Dass Familiengerechtigkeit ein wesentlicher Standortfaktor geworden ist, betont Lübbersmann: „Wir möchten dazu beitragen, dass Familien und Unternehmen durch zeitgemäße Strukturen an die Region gebunden werden. Mit dem Verein Familiengerechte Kommune steht uns ein erfahrener Partner zur Seite, mit dem wir neue Impulse geben können.“ Familien würden sich dort niederlassen, wo attraktive Arbeitgeber, hohe Wohnqualität und Strukturen für die Vereinbarkeit von Familie und Beruf existierten. Mit entsprechenden Rahmenbedingungen werde auf die demografische Entwicklung reagiert und dem daraus resultierenden drohenden Fachkräftemangel entgegengewirkt. Daher gilt, so Lübbersmann: „Familien sind die Zukunft der Kommunen.“

 Dauer: 4 Jahre

Das Audit wird voraussichtlich vier Jahre dauern. Im ersten Jahr durchläuft der Landkreis den Zertifizierungsprozess. Im Anschluss geht es darum, die entwickelten Maßnahmen für mehr Familiengerechtigkeit umzusetzen. Die einzelnen Bausteine sollen laufend auf ihre Wirksamkeit überprüft und gegebenenfalls angepasst werden. Das Verfahren sieht eine enge Zusammenarbeit zwischen Landkreis und den kreisangehörigen Kommunen vor, schließlich leben und arbeiten die Familien dort. Mit der Samtgemeinde Neuenkirchen und der Gemeinde Hagen durchlaufen bereits zwei Kommunen eigene Audits. Diese stellen Schnittstellen zwischen Kommunen und dem Landkreis heraus.

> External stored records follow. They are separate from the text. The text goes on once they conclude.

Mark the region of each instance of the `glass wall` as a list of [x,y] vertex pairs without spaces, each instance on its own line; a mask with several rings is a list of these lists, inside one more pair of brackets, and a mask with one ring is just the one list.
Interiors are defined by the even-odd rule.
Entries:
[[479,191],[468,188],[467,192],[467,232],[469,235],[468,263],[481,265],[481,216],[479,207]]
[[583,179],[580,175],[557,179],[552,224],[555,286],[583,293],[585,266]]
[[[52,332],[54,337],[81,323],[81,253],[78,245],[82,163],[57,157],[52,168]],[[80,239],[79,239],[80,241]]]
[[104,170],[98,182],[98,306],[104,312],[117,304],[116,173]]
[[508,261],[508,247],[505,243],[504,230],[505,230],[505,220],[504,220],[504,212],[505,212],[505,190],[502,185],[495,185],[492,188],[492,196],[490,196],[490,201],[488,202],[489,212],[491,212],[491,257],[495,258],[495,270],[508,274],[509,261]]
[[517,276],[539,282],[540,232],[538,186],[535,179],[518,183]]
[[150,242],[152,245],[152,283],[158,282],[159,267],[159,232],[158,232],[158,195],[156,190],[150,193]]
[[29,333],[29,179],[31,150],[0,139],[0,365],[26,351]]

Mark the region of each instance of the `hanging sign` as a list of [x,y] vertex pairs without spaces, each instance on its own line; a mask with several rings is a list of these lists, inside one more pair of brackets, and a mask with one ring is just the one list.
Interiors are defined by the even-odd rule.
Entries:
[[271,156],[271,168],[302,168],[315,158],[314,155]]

 Prozess ist politisch gewollt

Der Kreistag hatte auf der Sitzung vom 20. Juli die Durchführung des Audits beschlossen und damit die politische Verbindlichkeit betont. Begleitet wird der Prozess durch die Auditorin Kerstin Schmidt vom Verein Familiengerechte Kommune. In das Verfahren sind neben dem Landkreis zahlreiche weitere Beteiligte wie Mitgliedskommunen, Unternehmen, Jobcenter oder Verbände eingebunden.